The unexpected charms of the Middle Keys

This was our first opportunity to stay in the Middle Keys. We were joined enthusiastically by Cape May friends Jim & Gail for two weeks; together we explored the many wildlife sanctuaries and preserves.  Marathon offers easy access to Crane Point, a wild bird rescue facility, as well as  walking trails, a small museum, and an early 1900’s FL dwelling (a type of stucco with a palmetto leaf roof).  The Turtle Hospital  rescues, rehabilitates, and, when possible, releases turtles, protects nests of baby turtles and surgically removes fish hooks and plastic bags from the intestines of huge Leatherback turtles.  Bahia-Honda State Park , one of the most beautiful beaches in America is nearby, with opportunities for walking, swimming, kayaking, and sunset-watching.  We learned new respect for the humble mangroves behind our rig as we learned that they are what hold the soil, create the Keys, and act as the protected nursery for the ocean’s chain of life.  

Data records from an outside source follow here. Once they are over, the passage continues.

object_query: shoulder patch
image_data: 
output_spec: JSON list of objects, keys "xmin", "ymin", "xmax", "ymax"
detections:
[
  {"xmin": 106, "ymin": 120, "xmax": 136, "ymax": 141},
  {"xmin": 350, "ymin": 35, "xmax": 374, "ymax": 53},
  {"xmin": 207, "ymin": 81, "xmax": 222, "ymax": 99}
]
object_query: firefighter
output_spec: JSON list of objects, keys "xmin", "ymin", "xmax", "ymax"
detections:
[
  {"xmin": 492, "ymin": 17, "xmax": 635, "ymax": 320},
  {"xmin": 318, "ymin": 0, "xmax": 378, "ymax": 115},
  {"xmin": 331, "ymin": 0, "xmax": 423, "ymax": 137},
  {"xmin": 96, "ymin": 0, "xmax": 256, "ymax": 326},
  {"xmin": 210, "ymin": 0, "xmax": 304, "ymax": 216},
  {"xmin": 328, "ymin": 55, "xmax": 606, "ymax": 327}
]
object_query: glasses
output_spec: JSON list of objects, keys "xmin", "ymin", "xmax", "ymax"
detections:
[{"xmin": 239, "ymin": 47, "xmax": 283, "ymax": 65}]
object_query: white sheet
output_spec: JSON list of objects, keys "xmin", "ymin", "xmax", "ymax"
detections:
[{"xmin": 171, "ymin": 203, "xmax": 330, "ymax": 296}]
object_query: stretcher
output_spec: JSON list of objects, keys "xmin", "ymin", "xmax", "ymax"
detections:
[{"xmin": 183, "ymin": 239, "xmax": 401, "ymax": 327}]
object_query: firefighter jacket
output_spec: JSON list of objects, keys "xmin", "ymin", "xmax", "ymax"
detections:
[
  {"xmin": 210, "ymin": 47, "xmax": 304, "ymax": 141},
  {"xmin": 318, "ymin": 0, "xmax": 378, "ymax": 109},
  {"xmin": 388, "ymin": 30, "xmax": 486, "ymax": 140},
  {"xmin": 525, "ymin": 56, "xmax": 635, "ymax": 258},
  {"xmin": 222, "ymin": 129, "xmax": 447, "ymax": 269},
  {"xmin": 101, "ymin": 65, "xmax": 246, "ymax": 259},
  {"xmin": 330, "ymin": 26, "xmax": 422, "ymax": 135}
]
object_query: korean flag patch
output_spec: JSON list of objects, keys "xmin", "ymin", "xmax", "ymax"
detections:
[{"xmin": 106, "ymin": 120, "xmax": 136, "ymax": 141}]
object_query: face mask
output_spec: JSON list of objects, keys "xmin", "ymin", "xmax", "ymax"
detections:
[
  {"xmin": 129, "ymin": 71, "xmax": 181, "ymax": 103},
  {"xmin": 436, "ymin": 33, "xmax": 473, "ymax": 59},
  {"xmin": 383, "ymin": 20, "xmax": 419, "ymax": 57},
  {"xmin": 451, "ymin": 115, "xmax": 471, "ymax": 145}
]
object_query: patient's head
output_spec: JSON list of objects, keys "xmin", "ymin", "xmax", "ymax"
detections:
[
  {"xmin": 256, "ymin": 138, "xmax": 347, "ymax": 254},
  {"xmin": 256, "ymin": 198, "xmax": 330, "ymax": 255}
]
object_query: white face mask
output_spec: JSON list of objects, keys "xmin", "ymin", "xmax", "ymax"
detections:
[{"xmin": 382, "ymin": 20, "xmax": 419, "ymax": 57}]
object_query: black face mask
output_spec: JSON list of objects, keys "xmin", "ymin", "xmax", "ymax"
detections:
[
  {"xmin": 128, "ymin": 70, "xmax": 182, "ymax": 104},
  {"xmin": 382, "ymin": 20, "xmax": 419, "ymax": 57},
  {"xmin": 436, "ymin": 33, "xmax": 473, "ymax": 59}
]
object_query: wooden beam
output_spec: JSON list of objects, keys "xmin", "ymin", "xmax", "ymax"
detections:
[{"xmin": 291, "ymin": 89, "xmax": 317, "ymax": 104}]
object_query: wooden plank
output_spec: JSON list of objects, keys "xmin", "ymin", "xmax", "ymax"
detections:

 Gail is an awesome nature photographer, and Jim magically produces gourmet meals in his rig’s tiny stove and oven.  We all savor the abundance of fresh fish and local produce.

Adult GRANDchildren!

Our “kids” (Mark, Laura, and Adam) are in their forties, and our eldest grandchildren, Connor & Caleb, are turning twenty.  Our youngest are teens:  Sawyer turns 15 this month, and his younger brother Jennings turns 13 in July.  This shouldn’t startle us, but it does!  Concern for them fuels our interest in what’s happening in the world at large and in American politics.  Many of you read Richmond’s letter to our grandchildren with our last blog issue.

They will mature in a chaotic world of social change that we are only now glimpsing.  Pessimists see it as an environmental Armageddon. Fanatics see it as the End of Days.  Episcopal Bishop Spong sees it as a new Reformation. The Royal Society for the Arts (RSA) sees it as The 21st Century Enlightenment. Futurists like Joanna Macy and David Korton see it as “the great turning.” One thing is sure, we live in interesting times—and the choice for creating the future we see is ours.